At the code snippet level, 40 lines of redundant code may well be easier to read than 2 lines of, say, function composition. And 100 lines of familiar redundancy will feel much easier to work with than a small amount of strange-looking symbolic compactness. But anyone who believes that a million lines of redundant code are easier to work with than ten thousand lines of compact code (I'm making these numbers up) is deeply deluded. This is how software projects end up with hundreds of programmers frozen in concrete. (People think of code as a commodity, as if it comes in sheet rolls that you cut enough of until your project is complete. This is a fundamental mistake.)
The root issue is that the number of programmers content to crank out redunant code is at least an order of magnitude (maybe two) greater than the number who are capable of working effectively with abstraction.

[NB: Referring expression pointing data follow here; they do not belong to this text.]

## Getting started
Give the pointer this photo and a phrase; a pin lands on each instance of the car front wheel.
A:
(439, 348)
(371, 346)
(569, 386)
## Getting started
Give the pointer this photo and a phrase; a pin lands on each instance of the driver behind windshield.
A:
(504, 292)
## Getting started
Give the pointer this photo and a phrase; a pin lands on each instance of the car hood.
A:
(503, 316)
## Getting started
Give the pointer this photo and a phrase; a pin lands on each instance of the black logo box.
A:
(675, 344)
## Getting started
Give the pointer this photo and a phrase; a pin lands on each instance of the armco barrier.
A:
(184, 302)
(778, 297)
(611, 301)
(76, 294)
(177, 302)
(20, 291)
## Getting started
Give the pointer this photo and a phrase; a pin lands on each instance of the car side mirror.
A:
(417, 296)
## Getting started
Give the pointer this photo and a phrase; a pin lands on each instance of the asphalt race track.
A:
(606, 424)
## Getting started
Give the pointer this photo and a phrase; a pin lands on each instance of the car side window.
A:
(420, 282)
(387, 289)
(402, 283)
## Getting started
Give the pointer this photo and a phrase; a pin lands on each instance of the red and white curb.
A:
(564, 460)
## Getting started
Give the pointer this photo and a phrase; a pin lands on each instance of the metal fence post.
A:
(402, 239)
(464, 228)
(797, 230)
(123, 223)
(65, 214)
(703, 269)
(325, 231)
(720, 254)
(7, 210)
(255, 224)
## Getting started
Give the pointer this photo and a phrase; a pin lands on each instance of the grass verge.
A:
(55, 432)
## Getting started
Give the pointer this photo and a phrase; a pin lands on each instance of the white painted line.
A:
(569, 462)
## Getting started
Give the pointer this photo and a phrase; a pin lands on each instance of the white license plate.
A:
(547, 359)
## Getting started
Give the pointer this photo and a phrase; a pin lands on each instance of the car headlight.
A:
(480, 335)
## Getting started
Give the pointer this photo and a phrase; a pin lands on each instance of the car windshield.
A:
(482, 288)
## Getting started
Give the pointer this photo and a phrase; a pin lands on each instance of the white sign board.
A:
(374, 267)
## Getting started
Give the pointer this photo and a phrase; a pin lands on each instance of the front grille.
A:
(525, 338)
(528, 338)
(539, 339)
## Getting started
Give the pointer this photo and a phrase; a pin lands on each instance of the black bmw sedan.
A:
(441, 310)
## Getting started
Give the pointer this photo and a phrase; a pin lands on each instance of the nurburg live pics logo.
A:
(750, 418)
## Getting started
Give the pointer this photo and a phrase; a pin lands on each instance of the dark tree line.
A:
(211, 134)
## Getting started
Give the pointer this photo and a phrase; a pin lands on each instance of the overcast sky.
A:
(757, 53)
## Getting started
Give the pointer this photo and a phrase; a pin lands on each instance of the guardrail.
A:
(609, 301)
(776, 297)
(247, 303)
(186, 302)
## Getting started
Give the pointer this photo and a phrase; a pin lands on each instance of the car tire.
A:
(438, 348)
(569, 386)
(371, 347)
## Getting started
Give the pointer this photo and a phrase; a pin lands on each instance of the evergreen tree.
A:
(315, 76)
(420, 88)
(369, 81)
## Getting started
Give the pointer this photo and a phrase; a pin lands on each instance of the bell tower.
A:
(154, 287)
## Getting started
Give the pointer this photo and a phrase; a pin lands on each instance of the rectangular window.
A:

If that's correct, then there's a market opportunity in it. A small startup with programmers who do know how to program in more powerful languages (FP or otherwise) ought to be able to achieve very ambitious things compared to large teams working with weaker tools. At some point, the quantitative advantage becomes a qualitative one. Small teams are able to do things that large teams simply can't, and small codebases can be worked with in ways that large codebases simply can't.
This market opportunity is traditionally exploited by creating abstractions for other developers to use: a database; a language; a library; an OS.
The abstraction is sold many times, with each sale enabling the recipient to create more ambitious applications. This SOTSOG leverages those few who are capable of working effectively with abstraction.